Brokers risk falling foul of regulatory issues if they fail to consider wills and the lasting power of attorney when recommending later life loans, warns Key.
Almost a third, or 30%, of over-55s do not have wills and 77% do not have a lasting power of attorney in place putting them and their adviser at risk if they take out a later life lending product, according to Canada Life surveys.
Equity release firm Key says: “This is especially pertinent if that product is a lifetime mortgage and particularly if there is a drawdown facility in place which may be relied upon for income and, or meeting costs such as the provision of care in the home.”
“Customers without lasting powers of attorney risk leaving families facing a lengthy and expensive court of protection action to have control over their finances.”
The company points out that the estates of customers without a will “are decided by intestacy laws and they will not be able to decide who benefits from their estate including their property against which a later life mortgage product may be secured.
“Having a will also speeds up the process and reduces costs.”
Key director of estate planning Andrew Parkinson says: “Should a customer lose mental capacity, no one, including family, can make financial decisions about the mortgage or property without an LPA.
“Without a will, an estate will be tied up in a legal process.
“Having one in place helps families manage all financial affairs smoothly and cuts unnecessary costs.
Parkinson adds: “Modern families are often blended.

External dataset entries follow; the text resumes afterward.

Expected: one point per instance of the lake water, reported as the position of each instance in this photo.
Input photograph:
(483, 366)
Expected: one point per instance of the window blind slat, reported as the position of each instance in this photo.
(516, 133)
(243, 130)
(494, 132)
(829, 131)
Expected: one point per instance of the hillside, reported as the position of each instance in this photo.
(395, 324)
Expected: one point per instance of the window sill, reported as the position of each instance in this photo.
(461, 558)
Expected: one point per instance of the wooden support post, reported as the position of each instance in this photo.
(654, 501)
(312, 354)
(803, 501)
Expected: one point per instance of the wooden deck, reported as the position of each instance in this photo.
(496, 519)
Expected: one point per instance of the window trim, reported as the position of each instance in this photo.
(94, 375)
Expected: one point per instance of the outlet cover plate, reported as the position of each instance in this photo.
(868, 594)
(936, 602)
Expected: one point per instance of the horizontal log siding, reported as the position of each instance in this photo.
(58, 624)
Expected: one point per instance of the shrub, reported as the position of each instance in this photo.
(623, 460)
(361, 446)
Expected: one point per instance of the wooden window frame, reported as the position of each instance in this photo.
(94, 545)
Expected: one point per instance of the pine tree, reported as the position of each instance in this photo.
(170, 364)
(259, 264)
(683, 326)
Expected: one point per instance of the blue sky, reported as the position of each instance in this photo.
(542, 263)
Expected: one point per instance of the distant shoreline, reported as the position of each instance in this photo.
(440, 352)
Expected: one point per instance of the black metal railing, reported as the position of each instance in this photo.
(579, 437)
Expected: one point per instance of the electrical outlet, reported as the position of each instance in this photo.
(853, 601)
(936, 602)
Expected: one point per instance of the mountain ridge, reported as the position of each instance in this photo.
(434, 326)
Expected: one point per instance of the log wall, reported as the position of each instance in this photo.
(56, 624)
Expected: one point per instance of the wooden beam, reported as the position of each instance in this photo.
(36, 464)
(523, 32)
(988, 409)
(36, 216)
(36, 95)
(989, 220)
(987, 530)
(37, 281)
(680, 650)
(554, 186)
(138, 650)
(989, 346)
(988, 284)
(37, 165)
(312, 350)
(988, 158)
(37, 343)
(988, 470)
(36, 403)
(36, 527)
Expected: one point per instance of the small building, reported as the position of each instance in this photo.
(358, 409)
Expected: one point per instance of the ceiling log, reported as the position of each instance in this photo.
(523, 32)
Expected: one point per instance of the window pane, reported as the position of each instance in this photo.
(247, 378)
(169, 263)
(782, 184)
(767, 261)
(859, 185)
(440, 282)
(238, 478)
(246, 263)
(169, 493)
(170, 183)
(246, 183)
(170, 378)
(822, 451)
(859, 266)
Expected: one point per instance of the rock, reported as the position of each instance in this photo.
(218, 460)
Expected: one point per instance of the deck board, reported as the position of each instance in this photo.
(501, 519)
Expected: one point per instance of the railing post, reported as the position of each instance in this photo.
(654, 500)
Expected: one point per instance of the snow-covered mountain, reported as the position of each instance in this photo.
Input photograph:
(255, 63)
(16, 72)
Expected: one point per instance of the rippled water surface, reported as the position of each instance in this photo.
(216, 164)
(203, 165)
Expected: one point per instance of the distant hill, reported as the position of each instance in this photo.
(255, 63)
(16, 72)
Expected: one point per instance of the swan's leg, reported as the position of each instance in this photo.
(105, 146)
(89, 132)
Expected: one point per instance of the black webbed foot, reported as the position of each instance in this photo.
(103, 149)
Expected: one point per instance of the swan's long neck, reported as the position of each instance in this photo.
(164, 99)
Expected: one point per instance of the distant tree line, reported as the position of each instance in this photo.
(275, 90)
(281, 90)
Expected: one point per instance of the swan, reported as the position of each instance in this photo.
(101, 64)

A will ensures children from previous relationships are protected as are vulnerable dependents and anyone else that customers specifically want to benefit.
“We see estate planning as an essential part of later life financial planning — one that complements financial advice and helps clients achieve lasting peace of mind and advisers to meet Consumer Duty obligations while offering holistic support that reduces the risk of future disputes and safeguards family wealth and peace of mind.”